Bruce Eder from AllMovie panned the film, criticizing the film's "pretentious and obtuse narration" and further stating, "The most enjoyable aspect of this movie is its remarkably short running time."
VideoHound's Golden Movie Retriever awarded the film their lowest rating, calling it "A really cheap, quasi-nuclear protest film."
On his website Fantastic Movie Musings and Ramblings, Dave Sindelar panned the film's "maddening" voice-over narration, editing, and apparent lack of a substantial storyline.
TV Guide awarded the film 1.5 out of 4 stars, writing, "In an honest attempt to make a brief protest picture, the producers apparently didn't have enough money to accord this any sort of production value."

==Home media==
The Beast of Yucca Flats was first released on DVD by Image Entertainment on September 5, 2000, as part of the "Wade Williams Collection", followed by numerous later DVD releases:
- It was released by Alpha Video on November 18, 2003, and by Image Entertainment on December 30, 2003, as a part of a double feature with Mesa of Lost Women (1953).

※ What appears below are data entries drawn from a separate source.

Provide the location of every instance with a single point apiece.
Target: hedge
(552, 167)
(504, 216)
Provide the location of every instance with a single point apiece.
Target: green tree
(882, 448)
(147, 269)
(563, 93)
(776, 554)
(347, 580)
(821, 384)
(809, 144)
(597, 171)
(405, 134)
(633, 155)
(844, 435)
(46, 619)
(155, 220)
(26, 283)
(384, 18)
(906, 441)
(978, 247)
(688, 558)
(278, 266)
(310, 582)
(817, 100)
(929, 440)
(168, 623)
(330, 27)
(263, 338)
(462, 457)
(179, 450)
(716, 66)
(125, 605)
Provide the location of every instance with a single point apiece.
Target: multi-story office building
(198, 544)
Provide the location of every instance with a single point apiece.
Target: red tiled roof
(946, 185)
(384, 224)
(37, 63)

- It was released as a part of a 12-disc "Horror Classics Collection" by Digital 1 Stop on January 20, 2004.
- Platinum Disc released the film on June 7, 2005 and again on August 23 as part of several multi-disc collections.
- Mill Creek Entertainment released the film on July 5, 2005.
- In 2006, it was released by Digiview Entertainment and ST Clair Vision on May 9 and October 17, respectively.
- ST Clair Vision re-released it on June 26, 2007.
- Releases by Direct Source and Mill Creek Entertainment, as part of multi-film collections, also appeared in 2007.
- ST Clair Vision re-released the film one more time on May 20, 2008.
- In 2010, The Beast of Yucca Flats was released three separate times by TNT Media Group and Echo Bridge Home Entertainment.
- On August 20, 2013, Mill Creek released it as part of a 3-disc, 12-film collection "The Best of the Worst Film Pack".
- The film was last released by Echo Bridge on September 1, 2015.

==Legacy==
Some critics have characterized the film as one of the worst science fiction horror films ever made, and one of the all-time worst films of any kind, even suggesting that it may be worse than Ed Wood's notoriously bad Plan 9 from Outer Space. In 1995, the television comedy series Mystery Science Theater 3000 featured The Beast of Yucca Flats in episode #621, helping the film develop a cult status.